Andrew Krasner, chief financial officer (CFO) and co-head of corporate development at global insurance broker WTW, today revealed that the company is pleased with Willis Re’s participation in the recent January 2026 renewal.
After completing the sale of its Willis Re treaty reinsurance business to Arthur J. Gallagher & Co. in late 2021, WTW confirmed in late 2024 its intention to re-enter the market through a joint venture with private investment firm Bain Capital.
Willis Re has since made significant hires as expansion work continues. In April last year, WTW Chief Executive Officer (CEO) Carl Hess emphasized that the joint venture was going well.
During WTW’s recent fourth-quarter and full-year 2025 earnings call with analysts, WTW leaders were grilled about the situation at Willis Re, specifically whether anything was learned from the 1.1 2026 reinsurance renewals.
“So we’re very pleased with the trajectory of Willis Re and it’s on track. The business is able to participate in the 1.1 refresh cycle and we’re very pleased with that progress from a business and operational perspective,” said CFO Krasner.
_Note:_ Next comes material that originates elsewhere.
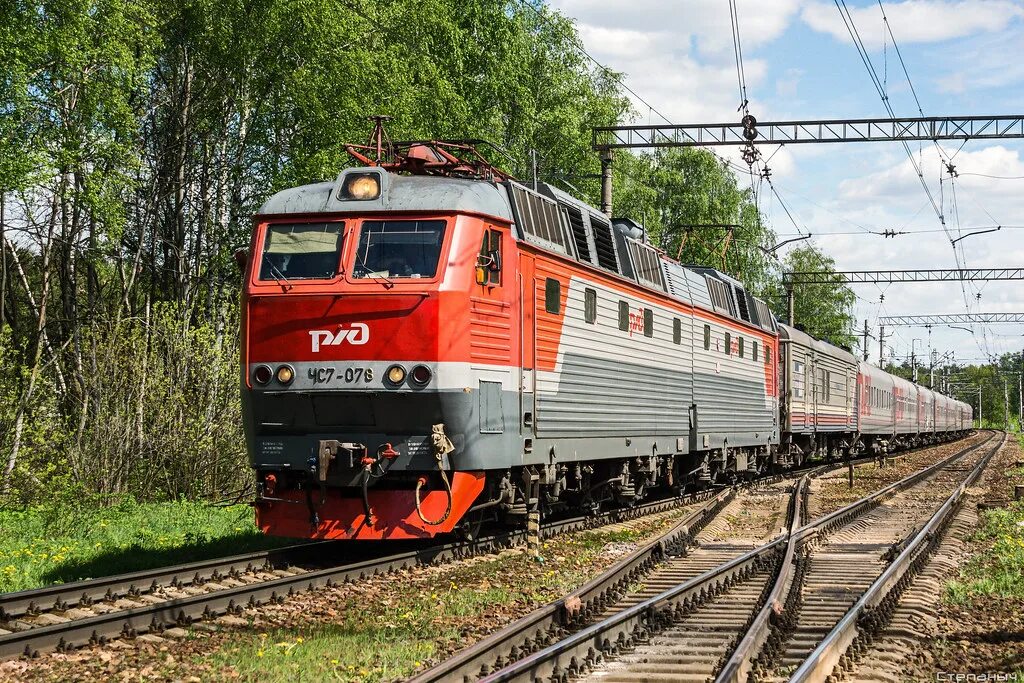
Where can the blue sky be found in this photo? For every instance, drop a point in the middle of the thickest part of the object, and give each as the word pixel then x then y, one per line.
pixel 963 57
In today’s results announcement, WTW revealed that it expects Willis Re to post adjusted diluted earnings of approximately $0.30 per share this year and said the remaining equity investment in the associate’s earnings interest is not expected to have a material impact in 2026.
Krasner emphasized on the call that WTW will continue to invest in its reinsurance joint ventures to expand its newly launched commercial business.
During the Q&A, WTW was also asked whether a fully operational Willis Re would make the group more competitive in winning some digital infrastructure business, with WTW highlighting its strong and growing presence in this area, supporting five of the world’s 10 largest data center developers.
Lucy Clark, president of risk and brokerage at WTW, responded: “Will reinsurance be supportive? Absolutely. But we’ve done a lot of work in this area and really leveraged the work we’ve done with some of the largest global owners and developers and many of the top data center construction companies. These guys have just announced that they’ve developed a comprehensive global risk framework to address the industry’s risk profile, which is increasingly systemic, interconnected, and difficult to address through traditional insurance solutions on their own.”
“Their framework is designed to address the full range of risks faced by data center owners, operators and investors throughout a project’s lifecycle, from development and construction to steady-state operations. The framework does provide a holistic view of current and emerging risks, including those that are systemic, difficult to model, or are still evolving.
“As a result, we continue to see high demand for our products from new business and, of course, a strong pipeline developed from our existing customers.”